Leaving at 11.30am is never the brightest idea in the full force of 35 degree midday heat, however, who was I to resist the charm of Mt Popa?!
Thankfully, it was a smooth and easy start to the day. Gone were the sand filled tracks of yesterday, replaced instead with the luxury of lumpy Tarmac and a long shallow descent.
Reaching the main Bagan / Meikitila highway (route 2) at Kyaukpadaung, I started to regret the decision not to take the longer, hillyer back route. Although route 2 is not drastically bad, neither is it wonderful, with beauty of back and beyond exchanged for the constant of trucks and filling stations, albeit amongst pleasant backdrop.

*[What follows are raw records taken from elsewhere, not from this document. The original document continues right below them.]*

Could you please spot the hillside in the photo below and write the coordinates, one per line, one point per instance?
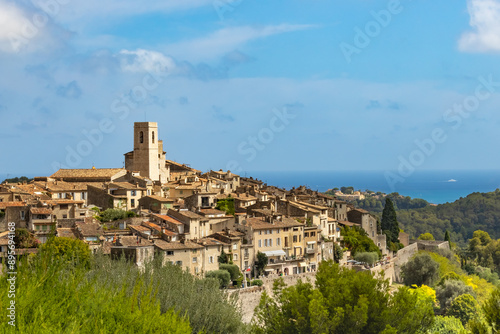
(477, 211)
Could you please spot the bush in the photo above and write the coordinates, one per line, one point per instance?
(222, 275)
(233, 270)
(257, 282)
(421, 269)
(449, 290)
(367, 257)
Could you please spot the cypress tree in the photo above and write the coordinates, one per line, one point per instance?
(390, 226)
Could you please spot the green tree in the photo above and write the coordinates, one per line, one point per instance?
(449, 290)
(420, 269)
(463, 307)
(447, 237)
(492, 311)
(223, 258)
(232, 269)
(367, 257)
(447, 325)
(426, 236)
(25, 239)
(342, 301)
(223, 276)
(261, 263)
(67, 249)
(389, 223)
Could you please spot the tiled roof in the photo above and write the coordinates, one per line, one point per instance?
(89, 230)
(41, 211)
(260, 224)
(169, 219)
(66, 233)
(86, 173)
(4, 205)
(163, 245)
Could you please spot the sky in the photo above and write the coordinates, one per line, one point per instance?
(251, 85)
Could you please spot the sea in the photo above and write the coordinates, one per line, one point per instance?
(437, 186)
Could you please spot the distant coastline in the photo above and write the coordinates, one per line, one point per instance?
(435, 187)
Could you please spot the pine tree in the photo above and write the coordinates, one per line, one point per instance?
(390, 226)
(447, 237)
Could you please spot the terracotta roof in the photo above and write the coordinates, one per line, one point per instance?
(160, 199)
(66, 233)
(89, 230)
(190, 214)
(125, 185)
(41, 211)
(4, 205)
(260, 224)
(212, 212)
(169, 219)
(163, 245)
(86, 173)
(152, 226)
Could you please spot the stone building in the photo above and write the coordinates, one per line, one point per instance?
(148, 157)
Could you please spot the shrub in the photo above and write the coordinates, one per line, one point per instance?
(233, 270)
(450, 290)
(367, 257)
(222, 275)
(257, 282)
(421, 269)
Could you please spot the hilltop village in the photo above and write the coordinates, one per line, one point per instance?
(189, 216)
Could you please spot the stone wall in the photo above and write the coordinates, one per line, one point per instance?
(248, 298)
(401, 258)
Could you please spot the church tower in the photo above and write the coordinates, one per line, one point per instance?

In Myanmar, few restaurants are evident at first sight to an untrained western eye. They require further investigation, often cafes / tea houses rather than food stops. Whilst I’m sure this was the case at my chosen break for the day, the owner kindly prepared me a meal. There was one option only. Chicken foot broth, with rice, a generous helping of veggies and the customary bucketload of soup.
The price? Just 1000 kyat (around £0.60) – officially my cheapest food out ever! Sadly not the tastiest! The owner was however delightful and took time to chat, show me their small holding and issue me with a vast bunch of bananas not well suited to a man on a bicycle.
A few kms later, I stopped to issue a random lady with said bananas and turned back off the beaten track, joining one of the best roads so far in Myanmar – well Tarmac’d, rolling hills, one lane wide and beautiful scenery.
20kms to go, things had gotten a little rougher, as roads moved from well-constructed to ‘under construction’. Stopping at a right hand turn off, I chatted to the local cafe owner, as a small group of village folk gathered and pointed. Turns out tourism is yet to reach this particular part of Myanmar and the sight of a white face was quite the shock to some.
The remaining 20kms were back off the roads and onto bumpy rock-riddled trails. Loads of fun, but slow and battering on the bike and thighs. Passing through village after village, kids waved and others looked puzzled. The track led all the way into Mekitila city, with no let up, but a great ride nonetheless.
Arriving just as darkness began to settle, I saw the first and last white face of the day, as I began the search for budget accommodation. Finding none, I resorted to the poorest value hotel so far. At $35 per night, the Lakeside Hotel sounded nice, but was amongst the worst I’ve ever stayed at, coupling stark decor, with hard beds and a cold welcome.
Heading out for dinner under torchlight, I walked into the city, some 2km, across a large bridge with temples and sparkling lights either side. Opposite a vast, grand but gauche boat come pagoda, the best Burmese food to date sat in waiting. With no menu, I was first ignored, then more warmly invited into the kitchen to examine the dishes on offer. Not recognising any of them, they opted to provide a little of everything, with enough to feed the most eager of appetites, accompanied by an ice cold Myanmar beer.
Several botched attempts at chatty exchange later, I walked back to my hotel room to discover an army of ants as bed fellows.